I liked VR Troopers but the rest were pretty bad. Power Rangers essentially became a rip-off of itself with all of the ill-conceived reboots, I can't believe it is still going strong on tv!

pikachulover Posted on Mar 23, 2016 at 02:20 AM

Actually VR Toopers was supposed to be called Cybertron with Jason David Frank in the lead role. But he was so popular on Power Rangers they went in a different direction with the show. Another thing about that show was that they used Japanese footage from 2 different shows. So that is why the 3 of them never teamed up together. I watched the show for a month or 2, but I could not get into it. My little cousin who my mom would baby sit and was a toddler at the time loved the talking dog.

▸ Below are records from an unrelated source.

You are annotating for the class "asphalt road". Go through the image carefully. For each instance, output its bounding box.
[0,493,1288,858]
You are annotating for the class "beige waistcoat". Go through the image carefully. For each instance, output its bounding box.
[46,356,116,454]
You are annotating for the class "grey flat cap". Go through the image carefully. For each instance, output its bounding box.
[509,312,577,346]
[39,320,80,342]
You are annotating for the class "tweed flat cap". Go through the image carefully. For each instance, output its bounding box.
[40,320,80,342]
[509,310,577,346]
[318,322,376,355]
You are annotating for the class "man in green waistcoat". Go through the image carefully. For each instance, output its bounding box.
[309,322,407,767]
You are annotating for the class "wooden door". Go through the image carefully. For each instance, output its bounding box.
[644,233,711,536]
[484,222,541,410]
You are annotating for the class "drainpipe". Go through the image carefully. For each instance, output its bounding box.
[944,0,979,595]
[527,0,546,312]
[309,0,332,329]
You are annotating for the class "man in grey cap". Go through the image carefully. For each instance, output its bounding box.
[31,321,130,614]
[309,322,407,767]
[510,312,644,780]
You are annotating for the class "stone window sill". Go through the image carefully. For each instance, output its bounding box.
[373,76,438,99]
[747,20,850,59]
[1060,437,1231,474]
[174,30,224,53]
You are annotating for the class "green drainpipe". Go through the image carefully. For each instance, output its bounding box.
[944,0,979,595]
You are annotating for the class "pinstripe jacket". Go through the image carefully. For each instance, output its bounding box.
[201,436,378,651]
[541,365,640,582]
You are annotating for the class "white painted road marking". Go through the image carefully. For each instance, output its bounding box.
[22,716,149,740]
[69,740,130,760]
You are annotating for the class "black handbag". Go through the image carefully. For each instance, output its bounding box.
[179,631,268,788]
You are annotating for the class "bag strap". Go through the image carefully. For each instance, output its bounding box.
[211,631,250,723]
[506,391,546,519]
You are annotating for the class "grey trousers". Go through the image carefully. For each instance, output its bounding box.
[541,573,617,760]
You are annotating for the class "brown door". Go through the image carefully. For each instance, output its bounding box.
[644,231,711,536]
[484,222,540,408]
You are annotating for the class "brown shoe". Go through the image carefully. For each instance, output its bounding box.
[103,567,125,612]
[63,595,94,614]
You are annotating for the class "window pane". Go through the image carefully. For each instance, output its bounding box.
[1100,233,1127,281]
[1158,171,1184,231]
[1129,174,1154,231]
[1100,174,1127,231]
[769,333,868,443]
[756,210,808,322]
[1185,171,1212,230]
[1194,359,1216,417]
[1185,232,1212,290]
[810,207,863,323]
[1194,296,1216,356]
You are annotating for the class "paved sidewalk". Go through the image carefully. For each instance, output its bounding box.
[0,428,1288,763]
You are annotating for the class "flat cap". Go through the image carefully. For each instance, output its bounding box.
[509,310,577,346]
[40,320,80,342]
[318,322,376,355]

I tried to like Beetleborgs, but by the time that show came out I was in 7th grade. It was not cool to like those shows by then. I heard a rumor that Flabber is supposed to be Elvis and Jay Leno combined. My cousin was an extra in one of the episodes. I think she was in the background in one of the town scenes. I forget which episode she was in.

Vaporman87 Posted on Mar 22, 2016 at 07:02 PM

It's hard to fathom that studios felt so compelled to tap into the MMPR craze that they would produce such crazy shows. It was almost as though they thought the sheer campiness was the biggest selling point, and so the cornier and crazier the better. "Not so" said the viewing public.